About Ranking

Default Ranking Model

The text_relevance virtual field is used in a single SortBy clause. The expression of this virtual field is: @term.score * @proximity + @b

Where

@term.score – A value assigned to each alphanumeric node in a query. A node's term.score value is determined by the textual ranking algorithm for the node. For more information, see Term Scoring.
@proximity – proximity boost, applied to the document as a whole. For more information, see Proximity Boost.
@b – boost. It is a node property that is commonly used to indicate that elements that match a particular term must be boosted. Boost is defined on a query-by-query basis. For more information, see Boost.

Term Scoring

Each alphanumeric node in a query has a special property, called a term.score. A node’s term.score value is the result of the textual ranking algorithm for the node.

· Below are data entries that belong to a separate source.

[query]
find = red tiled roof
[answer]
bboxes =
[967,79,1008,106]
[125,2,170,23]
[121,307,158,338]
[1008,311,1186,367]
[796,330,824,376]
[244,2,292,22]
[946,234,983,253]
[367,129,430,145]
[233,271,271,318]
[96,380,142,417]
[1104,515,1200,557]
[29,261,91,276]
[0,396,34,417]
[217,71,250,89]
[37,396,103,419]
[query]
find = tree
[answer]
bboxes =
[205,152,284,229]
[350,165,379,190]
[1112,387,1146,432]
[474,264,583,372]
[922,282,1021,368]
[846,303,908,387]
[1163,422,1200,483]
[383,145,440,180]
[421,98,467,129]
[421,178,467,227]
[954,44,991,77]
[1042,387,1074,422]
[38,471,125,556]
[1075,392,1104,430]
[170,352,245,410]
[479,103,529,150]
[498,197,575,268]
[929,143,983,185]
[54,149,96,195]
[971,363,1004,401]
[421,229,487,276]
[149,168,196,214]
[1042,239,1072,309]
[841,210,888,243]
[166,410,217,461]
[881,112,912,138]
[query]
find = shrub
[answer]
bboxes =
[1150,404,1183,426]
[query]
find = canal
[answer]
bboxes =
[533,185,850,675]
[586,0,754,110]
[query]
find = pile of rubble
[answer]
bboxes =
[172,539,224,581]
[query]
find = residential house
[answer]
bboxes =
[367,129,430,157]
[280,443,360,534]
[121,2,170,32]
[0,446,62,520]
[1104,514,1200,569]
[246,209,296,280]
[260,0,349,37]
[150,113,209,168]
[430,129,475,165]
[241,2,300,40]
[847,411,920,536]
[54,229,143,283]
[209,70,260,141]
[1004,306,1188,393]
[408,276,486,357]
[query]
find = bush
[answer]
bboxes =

The term.score uses the default merge policy, which is to sum its values over the whole query. In the Administration Console, it can be set in Search > Search Logics > Sort & Relevance > Term Scoring.

Scoring Algorithms

The following table describes the available scoring algorithms.

Note: TF-IDF, IDF, and BM25 are standards, and not described in this section. For more information about them, look for documentation on the internet.


Algorithm	Description
No Ranking	With No ranking, the term score is always 0, for all alphanumeric nodes of the query. When term scoring is not really required, disabling `term.score` significantly improves hit matching performance (by up to +30%).
Rank	The Rank term score uses only the statically defined rank of each word. In the index, each word can have a rank for each document. The `term.score` value is `rank * w`. `w` is a special node option, which can be set on each alphanumeric value, both in ELLQL and in UQL: in UQL: `a OR b{w=2}` in ELLQL: `#alphanum{w=2}(text, "a")` The default value of `w` is 1.0 Use `w` to increase, decrease, or cancel the importance of the presence of one word with a specific rank. For example, for query `a AND b` we have two matching documents: doc 1: `a[rank=4] b[rank=6]` doc 2: `a[rank=6] b[rank=4]` With the default configuration, both doc1 and doc2 have `term.score=10`. With the query `a AND b{w=2}`: doc1 has `term.score=16` doc2 has `term.score=14` You can also use `w` to ignore a given word for the textual relevance calculation, by setting `w=0`.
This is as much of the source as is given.